合わせ鏡の呪縛~転生して双子というカテゴリーから脱出したので、今度こそ幸せを目指します~

氷の美姫(三)


「おいしい」

「だろ」

 私が気にすることなく食べている様がよほどうれしいのか、キースは今まで以上に上機嫌だ。

「グレンたちが行くような店じゃなくてすまない。俺はこういう方が本当は好きなんだ。だから一度、ソフィアにも食べてもらいたかったんだ」

「私もかしこまった店より、こういう方のが手軽ですし、何も考えなくてもいいので好きですよ」

「氷の美姫の意外な一面を俺だけが知っているというのは、悪くないもんだな」

「前から聞こうと思っていたんですが、氷の美姫って何なのですか?」

 キースが何度か繰り返している、私の二つ名。

 私が知っているものは、氷の姫君という私が笑わないことを揶揄されたものだ。

 それなのに、いつの間にそんな訳の分からないものにすり替わっているなんて。

「前からいろんな貴族が噂していた君の二つ名だよ。
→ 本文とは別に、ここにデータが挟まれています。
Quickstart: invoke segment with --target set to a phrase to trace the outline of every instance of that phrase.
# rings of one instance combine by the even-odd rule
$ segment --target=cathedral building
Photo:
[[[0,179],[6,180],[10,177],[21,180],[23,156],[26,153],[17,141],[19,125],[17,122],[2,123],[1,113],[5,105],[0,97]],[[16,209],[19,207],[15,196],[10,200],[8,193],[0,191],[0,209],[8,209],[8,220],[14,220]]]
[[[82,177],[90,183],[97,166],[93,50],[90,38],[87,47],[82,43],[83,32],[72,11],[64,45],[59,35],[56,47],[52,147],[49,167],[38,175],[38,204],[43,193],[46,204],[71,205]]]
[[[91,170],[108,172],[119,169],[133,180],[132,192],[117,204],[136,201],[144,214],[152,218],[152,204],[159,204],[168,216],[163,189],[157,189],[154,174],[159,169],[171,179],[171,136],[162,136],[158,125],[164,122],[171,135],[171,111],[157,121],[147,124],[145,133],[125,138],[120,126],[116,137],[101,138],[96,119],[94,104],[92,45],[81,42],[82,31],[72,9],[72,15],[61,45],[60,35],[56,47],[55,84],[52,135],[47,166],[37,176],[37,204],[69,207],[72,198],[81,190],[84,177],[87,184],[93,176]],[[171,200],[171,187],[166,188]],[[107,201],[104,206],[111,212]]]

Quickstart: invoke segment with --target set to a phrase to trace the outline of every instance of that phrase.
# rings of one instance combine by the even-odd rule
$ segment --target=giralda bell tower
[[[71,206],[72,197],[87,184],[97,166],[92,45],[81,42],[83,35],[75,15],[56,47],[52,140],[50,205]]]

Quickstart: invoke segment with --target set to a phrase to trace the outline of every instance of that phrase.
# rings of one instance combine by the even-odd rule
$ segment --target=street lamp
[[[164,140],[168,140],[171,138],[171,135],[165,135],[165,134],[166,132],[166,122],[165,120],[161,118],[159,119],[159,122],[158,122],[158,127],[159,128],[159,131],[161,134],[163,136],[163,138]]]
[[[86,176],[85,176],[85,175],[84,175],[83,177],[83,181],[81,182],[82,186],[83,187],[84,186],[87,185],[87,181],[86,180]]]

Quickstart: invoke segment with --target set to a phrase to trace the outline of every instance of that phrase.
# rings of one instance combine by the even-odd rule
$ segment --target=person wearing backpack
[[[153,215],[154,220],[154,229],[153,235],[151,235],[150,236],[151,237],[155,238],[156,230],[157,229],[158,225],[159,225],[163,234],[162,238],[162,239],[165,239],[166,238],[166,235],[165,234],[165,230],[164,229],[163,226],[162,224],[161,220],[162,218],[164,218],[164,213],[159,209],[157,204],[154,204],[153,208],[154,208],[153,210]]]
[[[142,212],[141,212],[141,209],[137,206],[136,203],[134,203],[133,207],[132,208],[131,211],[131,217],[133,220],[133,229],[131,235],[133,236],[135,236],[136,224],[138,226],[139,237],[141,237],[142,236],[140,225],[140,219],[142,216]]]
氷のように冷たく見えて、その実優しく、孤高で美しいという」

「いえいえ、私が知っているのはただの氷の姫君でしたよ。笑わないし、誰に対しても冷たいっていう」

 なんとなく似ているようで、少し違う二つ名。

 捉える人によって印象が違うとか、そんな感じのものなのかな。でも、それにしては……。